Not every meeting becomes a disaster. Not every difference becomes war. Sometimes the distance is small enough for peace to remain, even beneath rain, salt, and time.
But when the potential grows too great, the less noble metal slowly sacrifices itself to protect the other. Corrosion begins silently — not with noise, but with imbalance.
In engineering, people often hear the blanket warning: “Never mix dissimilar metals.”
The reality is more nuanced. Just because two metals are different does not automatically mean galvanic corrosion will occur. What actually matters is the electrochemical potential difference between them, whether they are electrically connected, and whether an electrolyte (water, humidity, condensation, or salt spray) is present.
Galvanic Corrosion Explained
Galvanic corrosion is an electrochemical process. When two metals with sufficiently different potentials are in electrical contact in the presence of an electrolyte, the less noble (more anodic) metal becomes the anode and corrodes preferentially, while the more noble (cathodic) metal is protected.
The greater the potential difference, the stronger the driving force for corrosion.
The Galvanic Series
Engineers use the galvanic series — a ranking of metals by their nobility in a given environment (commonly seawater) — to assess compatibility. Metals positioned close together on the series have lower risk. Metals far apart have higher risk.
Examples:
Stainless steel (passive) and copper are relatively close in many environments and can often be used together with acceptable performance, especially in mild conditions.
Aluminum and copper (or aluminum and stainless steel) are far apart and create a strong galvanic couple — particularly problematic in wet, coastal, or marine environments.

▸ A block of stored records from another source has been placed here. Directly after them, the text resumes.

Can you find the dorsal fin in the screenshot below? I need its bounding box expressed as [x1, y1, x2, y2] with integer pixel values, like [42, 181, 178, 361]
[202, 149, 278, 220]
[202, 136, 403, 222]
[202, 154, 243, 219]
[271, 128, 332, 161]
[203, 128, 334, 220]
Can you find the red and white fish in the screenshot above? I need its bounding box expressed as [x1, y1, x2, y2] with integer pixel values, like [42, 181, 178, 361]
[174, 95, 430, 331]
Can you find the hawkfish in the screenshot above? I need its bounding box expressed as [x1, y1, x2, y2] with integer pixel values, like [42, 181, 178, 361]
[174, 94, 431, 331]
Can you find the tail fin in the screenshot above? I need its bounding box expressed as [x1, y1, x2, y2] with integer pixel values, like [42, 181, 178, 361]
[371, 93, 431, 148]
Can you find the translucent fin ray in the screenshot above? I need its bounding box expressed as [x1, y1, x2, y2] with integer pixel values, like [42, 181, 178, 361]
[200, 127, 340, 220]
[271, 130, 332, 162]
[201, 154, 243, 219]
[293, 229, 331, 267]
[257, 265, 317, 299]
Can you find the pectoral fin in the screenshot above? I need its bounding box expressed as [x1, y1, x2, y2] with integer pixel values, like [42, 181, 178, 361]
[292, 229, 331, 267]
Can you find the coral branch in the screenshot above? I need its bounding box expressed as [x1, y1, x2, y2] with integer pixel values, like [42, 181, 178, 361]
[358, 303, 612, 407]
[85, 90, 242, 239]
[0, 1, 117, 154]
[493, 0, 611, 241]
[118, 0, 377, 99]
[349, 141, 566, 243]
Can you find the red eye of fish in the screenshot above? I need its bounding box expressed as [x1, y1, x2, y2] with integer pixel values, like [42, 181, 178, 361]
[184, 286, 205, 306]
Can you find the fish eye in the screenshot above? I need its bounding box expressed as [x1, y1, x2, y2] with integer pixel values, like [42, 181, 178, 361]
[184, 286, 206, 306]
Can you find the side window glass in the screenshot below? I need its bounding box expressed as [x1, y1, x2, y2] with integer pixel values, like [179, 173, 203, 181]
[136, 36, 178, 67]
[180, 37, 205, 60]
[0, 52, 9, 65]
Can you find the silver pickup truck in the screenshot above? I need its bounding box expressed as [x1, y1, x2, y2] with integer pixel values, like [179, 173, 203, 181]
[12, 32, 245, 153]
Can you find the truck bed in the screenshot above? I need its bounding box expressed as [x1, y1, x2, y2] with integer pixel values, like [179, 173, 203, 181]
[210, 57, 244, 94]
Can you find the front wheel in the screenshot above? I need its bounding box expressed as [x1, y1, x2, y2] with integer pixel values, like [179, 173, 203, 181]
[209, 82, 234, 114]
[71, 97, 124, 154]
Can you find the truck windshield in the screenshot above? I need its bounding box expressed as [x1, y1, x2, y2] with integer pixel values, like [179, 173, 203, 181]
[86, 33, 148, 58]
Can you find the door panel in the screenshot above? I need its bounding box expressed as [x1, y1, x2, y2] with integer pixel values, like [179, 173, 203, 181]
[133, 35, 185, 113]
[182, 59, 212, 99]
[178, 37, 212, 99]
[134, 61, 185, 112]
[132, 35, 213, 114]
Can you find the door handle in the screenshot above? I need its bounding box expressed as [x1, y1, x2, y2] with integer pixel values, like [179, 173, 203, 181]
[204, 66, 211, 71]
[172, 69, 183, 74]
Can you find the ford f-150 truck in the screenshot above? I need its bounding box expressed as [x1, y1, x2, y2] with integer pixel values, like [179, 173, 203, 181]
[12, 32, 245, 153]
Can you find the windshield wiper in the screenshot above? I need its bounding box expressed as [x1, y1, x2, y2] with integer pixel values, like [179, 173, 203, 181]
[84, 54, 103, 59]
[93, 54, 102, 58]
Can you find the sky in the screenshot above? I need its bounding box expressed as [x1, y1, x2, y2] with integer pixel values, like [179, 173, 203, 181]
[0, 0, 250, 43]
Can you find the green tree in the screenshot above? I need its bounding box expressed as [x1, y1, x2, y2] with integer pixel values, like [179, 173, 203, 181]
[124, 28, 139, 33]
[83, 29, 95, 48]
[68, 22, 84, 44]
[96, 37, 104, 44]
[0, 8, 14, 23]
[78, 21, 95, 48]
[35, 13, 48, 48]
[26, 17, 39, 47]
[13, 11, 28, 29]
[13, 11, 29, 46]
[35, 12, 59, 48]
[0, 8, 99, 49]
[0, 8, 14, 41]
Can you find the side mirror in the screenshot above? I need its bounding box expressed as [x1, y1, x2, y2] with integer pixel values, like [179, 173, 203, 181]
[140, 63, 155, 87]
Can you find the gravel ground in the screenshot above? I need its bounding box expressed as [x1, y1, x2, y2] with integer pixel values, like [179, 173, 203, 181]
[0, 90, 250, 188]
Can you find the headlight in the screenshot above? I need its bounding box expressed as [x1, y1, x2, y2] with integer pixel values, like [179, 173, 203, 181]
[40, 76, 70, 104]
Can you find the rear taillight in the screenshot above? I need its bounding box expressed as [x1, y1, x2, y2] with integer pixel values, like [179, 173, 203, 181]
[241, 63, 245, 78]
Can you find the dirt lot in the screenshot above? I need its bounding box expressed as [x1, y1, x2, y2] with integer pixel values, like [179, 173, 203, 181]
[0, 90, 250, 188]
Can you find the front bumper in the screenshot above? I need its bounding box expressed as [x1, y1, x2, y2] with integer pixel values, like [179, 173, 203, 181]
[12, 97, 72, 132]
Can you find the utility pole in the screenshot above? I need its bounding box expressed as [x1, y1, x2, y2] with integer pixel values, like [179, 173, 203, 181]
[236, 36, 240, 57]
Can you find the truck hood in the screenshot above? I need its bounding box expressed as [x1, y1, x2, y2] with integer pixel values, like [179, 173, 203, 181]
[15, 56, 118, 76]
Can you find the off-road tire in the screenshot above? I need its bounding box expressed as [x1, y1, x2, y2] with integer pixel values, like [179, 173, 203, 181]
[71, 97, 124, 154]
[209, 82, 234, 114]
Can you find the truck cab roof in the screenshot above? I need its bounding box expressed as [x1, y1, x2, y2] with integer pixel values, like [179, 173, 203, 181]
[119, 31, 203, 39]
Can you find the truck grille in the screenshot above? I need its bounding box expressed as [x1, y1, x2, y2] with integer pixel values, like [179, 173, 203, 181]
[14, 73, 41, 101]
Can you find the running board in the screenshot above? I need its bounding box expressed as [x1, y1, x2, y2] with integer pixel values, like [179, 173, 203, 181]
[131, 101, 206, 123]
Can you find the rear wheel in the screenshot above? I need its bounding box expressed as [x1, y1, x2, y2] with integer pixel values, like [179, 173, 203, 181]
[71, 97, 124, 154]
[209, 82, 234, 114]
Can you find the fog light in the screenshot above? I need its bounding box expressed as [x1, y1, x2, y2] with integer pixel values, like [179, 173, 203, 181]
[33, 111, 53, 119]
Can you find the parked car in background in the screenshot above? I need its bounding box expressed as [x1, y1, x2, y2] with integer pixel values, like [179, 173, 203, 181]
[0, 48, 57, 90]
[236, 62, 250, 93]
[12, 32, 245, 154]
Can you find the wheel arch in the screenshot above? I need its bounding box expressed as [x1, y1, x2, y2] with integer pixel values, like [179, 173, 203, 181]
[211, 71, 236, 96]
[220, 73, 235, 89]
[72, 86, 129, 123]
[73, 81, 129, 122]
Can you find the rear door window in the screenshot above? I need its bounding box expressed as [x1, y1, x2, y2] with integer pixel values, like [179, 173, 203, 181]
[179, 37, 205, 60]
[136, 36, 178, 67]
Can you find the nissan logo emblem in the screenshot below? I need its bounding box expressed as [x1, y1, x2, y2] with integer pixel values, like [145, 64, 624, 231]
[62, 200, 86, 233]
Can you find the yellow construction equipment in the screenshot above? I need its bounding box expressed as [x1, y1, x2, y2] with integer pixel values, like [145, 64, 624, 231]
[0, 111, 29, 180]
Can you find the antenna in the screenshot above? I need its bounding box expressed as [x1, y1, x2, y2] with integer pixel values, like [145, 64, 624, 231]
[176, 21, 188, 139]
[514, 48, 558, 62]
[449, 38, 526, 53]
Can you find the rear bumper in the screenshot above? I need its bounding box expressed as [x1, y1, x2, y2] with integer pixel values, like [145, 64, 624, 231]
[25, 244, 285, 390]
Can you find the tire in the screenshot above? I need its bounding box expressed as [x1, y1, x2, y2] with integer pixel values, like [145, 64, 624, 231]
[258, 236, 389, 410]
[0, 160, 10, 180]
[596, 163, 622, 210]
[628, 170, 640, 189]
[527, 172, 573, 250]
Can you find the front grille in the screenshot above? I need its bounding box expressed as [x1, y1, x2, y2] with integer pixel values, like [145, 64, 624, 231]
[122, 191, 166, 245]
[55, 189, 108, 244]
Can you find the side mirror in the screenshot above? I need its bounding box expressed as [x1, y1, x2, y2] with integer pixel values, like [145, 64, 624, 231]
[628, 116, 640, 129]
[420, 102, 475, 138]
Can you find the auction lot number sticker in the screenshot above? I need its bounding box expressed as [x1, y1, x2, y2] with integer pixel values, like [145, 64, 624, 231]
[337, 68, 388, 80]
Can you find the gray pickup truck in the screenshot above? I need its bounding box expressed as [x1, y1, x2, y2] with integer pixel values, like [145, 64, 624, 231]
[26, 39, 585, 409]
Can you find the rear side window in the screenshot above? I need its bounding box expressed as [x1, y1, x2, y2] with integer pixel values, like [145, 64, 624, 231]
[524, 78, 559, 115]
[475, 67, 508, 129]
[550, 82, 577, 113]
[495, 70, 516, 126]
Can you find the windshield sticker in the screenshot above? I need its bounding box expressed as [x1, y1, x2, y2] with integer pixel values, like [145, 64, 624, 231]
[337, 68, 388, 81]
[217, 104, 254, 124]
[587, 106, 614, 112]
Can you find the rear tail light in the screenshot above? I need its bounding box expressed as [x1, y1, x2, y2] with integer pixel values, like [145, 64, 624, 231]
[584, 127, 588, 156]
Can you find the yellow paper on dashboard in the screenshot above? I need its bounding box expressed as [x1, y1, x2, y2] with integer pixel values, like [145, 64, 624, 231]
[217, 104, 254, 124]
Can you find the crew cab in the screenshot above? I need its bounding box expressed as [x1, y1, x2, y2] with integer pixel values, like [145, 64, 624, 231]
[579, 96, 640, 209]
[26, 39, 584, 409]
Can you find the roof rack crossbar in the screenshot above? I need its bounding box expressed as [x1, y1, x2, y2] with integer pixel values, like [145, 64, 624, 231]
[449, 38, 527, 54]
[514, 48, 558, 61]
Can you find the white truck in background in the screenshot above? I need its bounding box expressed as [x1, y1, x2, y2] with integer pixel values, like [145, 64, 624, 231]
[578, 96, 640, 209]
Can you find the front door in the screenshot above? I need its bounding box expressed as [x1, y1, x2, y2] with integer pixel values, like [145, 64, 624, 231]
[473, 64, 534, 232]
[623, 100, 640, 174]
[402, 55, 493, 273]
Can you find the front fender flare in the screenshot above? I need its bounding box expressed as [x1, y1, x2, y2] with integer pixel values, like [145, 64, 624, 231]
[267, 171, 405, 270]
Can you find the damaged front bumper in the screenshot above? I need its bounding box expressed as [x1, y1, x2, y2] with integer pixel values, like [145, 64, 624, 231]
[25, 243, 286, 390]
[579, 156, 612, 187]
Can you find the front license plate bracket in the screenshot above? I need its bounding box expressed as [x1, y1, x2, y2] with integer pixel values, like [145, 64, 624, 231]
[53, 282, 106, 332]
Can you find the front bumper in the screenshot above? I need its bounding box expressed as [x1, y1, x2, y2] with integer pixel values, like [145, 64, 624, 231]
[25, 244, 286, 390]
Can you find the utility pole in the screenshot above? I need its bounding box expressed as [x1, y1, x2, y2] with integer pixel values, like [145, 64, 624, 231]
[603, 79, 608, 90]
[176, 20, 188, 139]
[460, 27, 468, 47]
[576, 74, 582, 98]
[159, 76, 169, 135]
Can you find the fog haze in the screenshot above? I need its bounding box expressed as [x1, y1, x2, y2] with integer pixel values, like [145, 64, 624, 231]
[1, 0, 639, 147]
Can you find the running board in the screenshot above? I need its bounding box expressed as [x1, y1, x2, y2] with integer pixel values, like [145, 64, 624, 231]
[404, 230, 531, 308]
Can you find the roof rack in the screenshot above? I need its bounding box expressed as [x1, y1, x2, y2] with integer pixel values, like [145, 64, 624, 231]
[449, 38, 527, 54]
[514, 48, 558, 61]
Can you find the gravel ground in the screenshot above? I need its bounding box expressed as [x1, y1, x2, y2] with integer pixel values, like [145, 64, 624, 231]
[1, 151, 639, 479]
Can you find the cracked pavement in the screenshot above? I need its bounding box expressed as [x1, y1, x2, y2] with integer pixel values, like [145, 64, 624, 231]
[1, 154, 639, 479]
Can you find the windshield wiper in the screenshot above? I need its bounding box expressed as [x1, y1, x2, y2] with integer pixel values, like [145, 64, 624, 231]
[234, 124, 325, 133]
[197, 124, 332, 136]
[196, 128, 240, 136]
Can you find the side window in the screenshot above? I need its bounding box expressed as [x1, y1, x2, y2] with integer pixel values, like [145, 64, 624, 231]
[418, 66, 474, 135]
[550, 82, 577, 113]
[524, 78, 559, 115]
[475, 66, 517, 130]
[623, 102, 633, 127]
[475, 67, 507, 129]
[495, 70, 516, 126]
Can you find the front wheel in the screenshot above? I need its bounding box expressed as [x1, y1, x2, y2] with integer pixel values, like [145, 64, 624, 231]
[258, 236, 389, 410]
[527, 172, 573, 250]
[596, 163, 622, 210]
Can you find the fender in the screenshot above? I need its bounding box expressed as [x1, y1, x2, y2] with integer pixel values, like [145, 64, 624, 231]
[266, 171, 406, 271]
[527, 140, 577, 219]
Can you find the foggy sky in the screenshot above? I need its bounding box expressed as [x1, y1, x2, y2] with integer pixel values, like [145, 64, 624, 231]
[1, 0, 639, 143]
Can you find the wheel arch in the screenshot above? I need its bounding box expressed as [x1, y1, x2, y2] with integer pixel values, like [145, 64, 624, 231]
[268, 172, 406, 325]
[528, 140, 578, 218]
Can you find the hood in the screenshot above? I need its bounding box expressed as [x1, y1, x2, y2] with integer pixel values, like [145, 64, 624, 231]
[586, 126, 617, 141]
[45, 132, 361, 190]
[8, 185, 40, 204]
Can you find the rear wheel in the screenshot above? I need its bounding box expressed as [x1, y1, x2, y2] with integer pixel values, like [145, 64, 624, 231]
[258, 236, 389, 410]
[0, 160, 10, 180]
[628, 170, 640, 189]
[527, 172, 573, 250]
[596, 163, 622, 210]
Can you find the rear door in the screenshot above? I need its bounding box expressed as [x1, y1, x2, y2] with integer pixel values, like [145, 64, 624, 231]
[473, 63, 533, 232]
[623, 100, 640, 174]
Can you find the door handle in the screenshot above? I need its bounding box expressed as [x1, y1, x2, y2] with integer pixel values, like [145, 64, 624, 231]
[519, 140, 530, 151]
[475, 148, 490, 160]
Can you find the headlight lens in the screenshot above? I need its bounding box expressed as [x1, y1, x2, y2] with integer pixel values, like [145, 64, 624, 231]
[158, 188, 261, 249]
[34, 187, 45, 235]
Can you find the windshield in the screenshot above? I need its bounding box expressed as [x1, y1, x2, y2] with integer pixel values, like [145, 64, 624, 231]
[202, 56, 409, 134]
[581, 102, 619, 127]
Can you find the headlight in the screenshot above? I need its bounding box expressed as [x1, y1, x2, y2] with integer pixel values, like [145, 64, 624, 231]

Important note: In seawater or high-chloride environments, passive stainless steel is more noble than copper, so the copper can become the anode and corrode faster when the two are coupled.
Environment Is Critical
Even metals with a noticeable potential difference may not corrode severely if any of the three required conditions are missing:
Electrical connection between the metals
Presence of an electrolyte
Significant potential difference
Without moisture or an electrolyte, galvanic corrosion is greatly reduced or stopped. This is why dry indoor applications can tolerate combinations that would be risky outdoors, especially in coastal areas like Hawaii.
Good Engineering Is About Context
In real-world design, engineers don’t blindly avoid every dissimilar pair. Instead, they evaluate:
Proximity on the galvanic series
Environmental exposure (especially chlorides)
Relative surface areas (large cathode + small anode = accelerated attack on the anode)
Protective coatings, paints, or platings
Electrical isolation (gaskets, sleeves, insulators)
Expected service life
Good engineering is rarely about absolute rules. It is about understanding the physics behind the rule — and designing accordingly.
Sometimes the quietest failures begin where two materials meet.